Le fait est louable et peut promettre aux futurs contractants un apport mutuel de prospérité et de vivacité sur les marchés mondiaux.

Mais il apparaît clairement à ce stade des discussions feutrées destinées à ouvrir la voie à de vraies négociations que ces deux secteurs souffrent, en Tunisie, d’une faiblesse structurelle patente qui interdit, à ce stade, une aventureuse libéralisation.

Lors d’un débat organisé par la Chambre tuniso-française de commerce et d’industrie, le ministre du Commerce a eu, dans un échange avec l’ambassadeur  de France, la répartie facile, indiquant «qu’il est nécessaire de restructurer complètement l’agriculture tunisienne avant de libéraliser le secteur dans le cadre de l’Aleca».

Selon Amor El Béhi, cette négociation devra prendre «le temps qu’il faudra», celui qu’exigera la mise à niveau de l’agriculture pour garantir sa compétitivité, comme ce fut le cas pour l’industrie dont la restructuration avait mis 13 ans suite à l’accord stratégique Tunisie-UE de 1995.
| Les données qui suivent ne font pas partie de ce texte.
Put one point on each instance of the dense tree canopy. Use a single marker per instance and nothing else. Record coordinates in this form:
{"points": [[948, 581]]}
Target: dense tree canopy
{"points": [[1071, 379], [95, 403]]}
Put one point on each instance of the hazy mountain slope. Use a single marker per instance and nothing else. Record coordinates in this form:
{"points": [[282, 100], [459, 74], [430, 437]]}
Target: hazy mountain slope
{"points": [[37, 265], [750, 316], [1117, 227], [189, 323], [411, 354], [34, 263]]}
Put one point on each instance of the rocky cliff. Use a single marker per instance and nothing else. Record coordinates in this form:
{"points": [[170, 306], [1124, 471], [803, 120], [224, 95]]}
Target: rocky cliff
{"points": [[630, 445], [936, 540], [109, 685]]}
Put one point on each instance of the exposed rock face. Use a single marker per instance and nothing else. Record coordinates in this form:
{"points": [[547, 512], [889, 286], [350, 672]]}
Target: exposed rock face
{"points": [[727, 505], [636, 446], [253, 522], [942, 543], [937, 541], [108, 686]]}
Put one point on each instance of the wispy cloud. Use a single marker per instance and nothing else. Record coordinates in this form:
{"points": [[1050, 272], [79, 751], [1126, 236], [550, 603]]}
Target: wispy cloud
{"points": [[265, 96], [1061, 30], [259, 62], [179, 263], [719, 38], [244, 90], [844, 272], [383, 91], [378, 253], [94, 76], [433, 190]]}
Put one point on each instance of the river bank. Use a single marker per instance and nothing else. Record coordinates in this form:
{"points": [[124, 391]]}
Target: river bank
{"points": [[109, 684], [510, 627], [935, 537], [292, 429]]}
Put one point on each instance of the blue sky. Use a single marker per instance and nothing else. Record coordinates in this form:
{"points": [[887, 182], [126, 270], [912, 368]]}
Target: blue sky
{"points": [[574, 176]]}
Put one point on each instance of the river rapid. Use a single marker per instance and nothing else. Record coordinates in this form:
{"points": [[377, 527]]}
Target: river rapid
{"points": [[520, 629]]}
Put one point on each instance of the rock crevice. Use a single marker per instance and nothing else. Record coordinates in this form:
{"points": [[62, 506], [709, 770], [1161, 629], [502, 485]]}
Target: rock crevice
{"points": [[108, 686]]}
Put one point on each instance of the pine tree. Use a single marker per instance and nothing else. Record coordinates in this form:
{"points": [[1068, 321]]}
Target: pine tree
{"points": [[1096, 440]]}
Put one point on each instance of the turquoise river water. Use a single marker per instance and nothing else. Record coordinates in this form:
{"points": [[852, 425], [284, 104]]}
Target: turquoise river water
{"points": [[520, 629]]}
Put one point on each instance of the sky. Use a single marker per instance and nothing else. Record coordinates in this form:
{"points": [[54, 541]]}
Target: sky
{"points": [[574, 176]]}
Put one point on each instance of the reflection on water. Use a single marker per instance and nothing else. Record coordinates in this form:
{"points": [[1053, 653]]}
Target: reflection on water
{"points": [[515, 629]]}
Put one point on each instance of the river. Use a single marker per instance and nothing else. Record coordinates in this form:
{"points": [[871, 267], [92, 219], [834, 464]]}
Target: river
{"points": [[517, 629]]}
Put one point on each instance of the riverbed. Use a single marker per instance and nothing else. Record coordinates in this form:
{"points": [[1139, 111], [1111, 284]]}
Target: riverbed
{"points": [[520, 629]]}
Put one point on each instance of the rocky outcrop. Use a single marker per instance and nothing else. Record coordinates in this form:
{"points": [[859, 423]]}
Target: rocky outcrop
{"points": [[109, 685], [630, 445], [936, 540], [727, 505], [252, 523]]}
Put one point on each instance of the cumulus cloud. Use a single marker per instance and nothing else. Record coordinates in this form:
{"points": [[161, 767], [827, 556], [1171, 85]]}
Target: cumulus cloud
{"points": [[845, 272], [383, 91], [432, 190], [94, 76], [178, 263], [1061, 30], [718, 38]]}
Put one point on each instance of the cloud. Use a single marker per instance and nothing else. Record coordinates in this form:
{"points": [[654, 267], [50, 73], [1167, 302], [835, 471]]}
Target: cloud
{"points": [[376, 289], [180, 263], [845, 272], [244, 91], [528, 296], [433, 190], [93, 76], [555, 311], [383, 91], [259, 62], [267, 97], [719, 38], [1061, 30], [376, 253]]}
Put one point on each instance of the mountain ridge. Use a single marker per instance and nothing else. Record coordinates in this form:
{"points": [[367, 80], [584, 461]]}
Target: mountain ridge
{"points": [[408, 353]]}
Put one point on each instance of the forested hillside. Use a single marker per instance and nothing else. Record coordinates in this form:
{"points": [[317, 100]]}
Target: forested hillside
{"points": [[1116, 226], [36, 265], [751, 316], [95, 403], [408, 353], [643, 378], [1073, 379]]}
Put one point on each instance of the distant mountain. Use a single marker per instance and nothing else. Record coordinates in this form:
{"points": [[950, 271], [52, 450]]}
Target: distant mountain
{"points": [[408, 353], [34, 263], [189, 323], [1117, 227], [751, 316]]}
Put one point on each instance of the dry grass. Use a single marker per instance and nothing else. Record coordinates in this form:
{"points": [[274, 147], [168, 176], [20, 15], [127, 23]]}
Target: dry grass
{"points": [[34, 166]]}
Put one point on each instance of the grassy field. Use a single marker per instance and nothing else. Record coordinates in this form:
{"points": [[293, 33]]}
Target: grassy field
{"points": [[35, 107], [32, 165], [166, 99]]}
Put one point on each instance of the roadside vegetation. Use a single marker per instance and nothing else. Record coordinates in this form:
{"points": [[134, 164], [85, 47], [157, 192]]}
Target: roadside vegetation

L’ambassadeur français a fait remarquer, pour sa part,  que les négociateurs tunisiens manifestent comme une sorte d’incompréhension vis-à-vis de leurs homologues européens.

Or, rien n’indique un tel désenchantement chez le gouvernement tunisien. Tout juste tient-il à voir l’Europe s’engager cœur et âme dans un nouvel accord stratégique mutuellement bénéfique en y mettant plus de moyens que de pression et d’ardeur à convaincre.